EUR-Lex Access to European Union law
This document is an excerpt from the EUR-Lex website
Document 52013AE6354
Opinion of the European Economic and Social Committee on the ‘Proposal for a regulation of the European Parliament and of the Council on the prevention and management of the introduction and spread of invasive alien species’ COM(2013) 620 final — 2013/0307 (COD)
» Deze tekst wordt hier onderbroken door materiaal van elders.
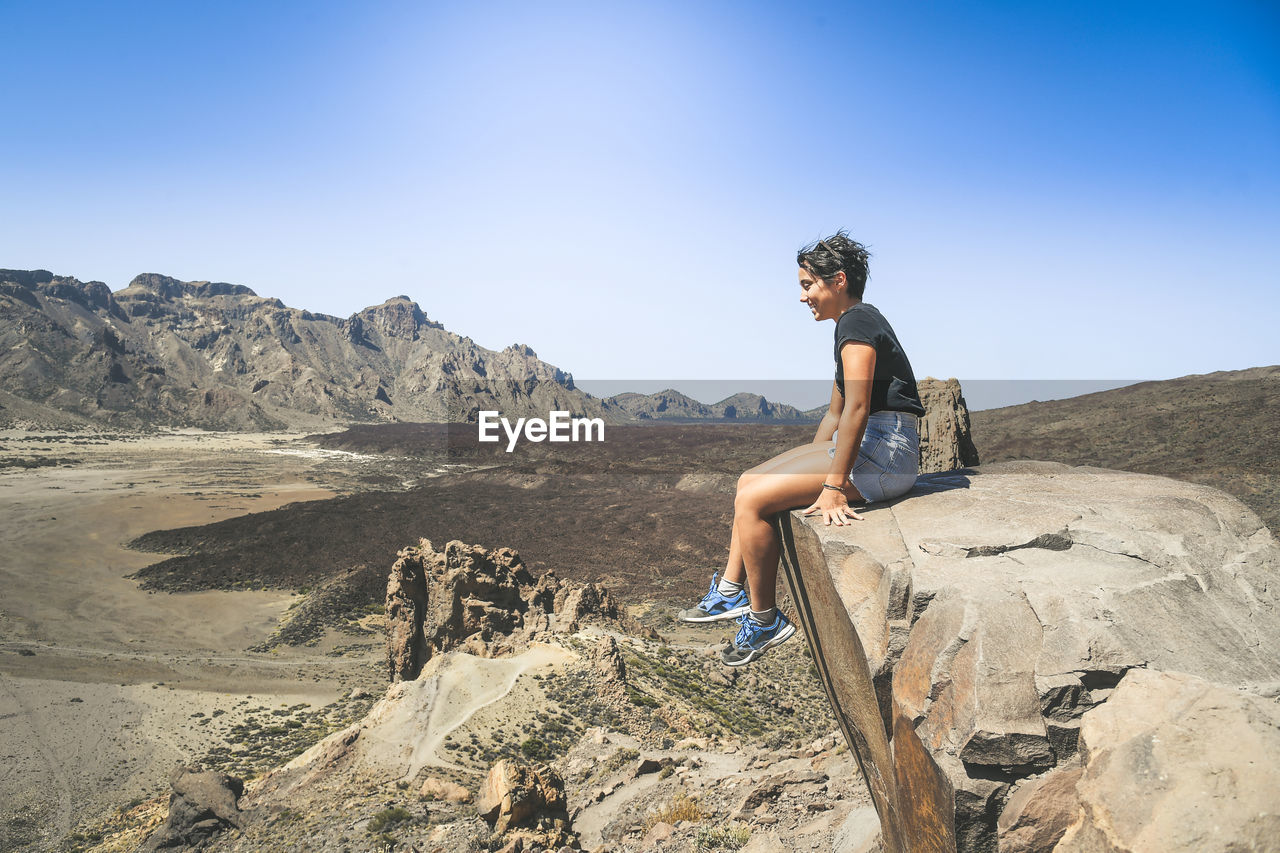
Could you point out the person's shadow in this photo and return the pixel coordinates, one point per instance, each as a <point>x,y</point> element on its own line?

Advies van het Europees Economisch en Sociaal Comité over het voorstel voor een verordening van het Europees Parlement en de Raad betreffende preventie en beheer van de introductie en verspreiding van invasieve uitheemse soorten (COM(2013) 620 final — 2013/0307 (COD))
Advies van het Europees Economisch en Sociaal Comité over het voorstel voor een verordening van het Europees Parlement en de Raad betreffende preventie en beheer van de introductie en verspreiding van invasieve uitheemse soorten (COM(2013) 620 final — 2013/0307 (COD))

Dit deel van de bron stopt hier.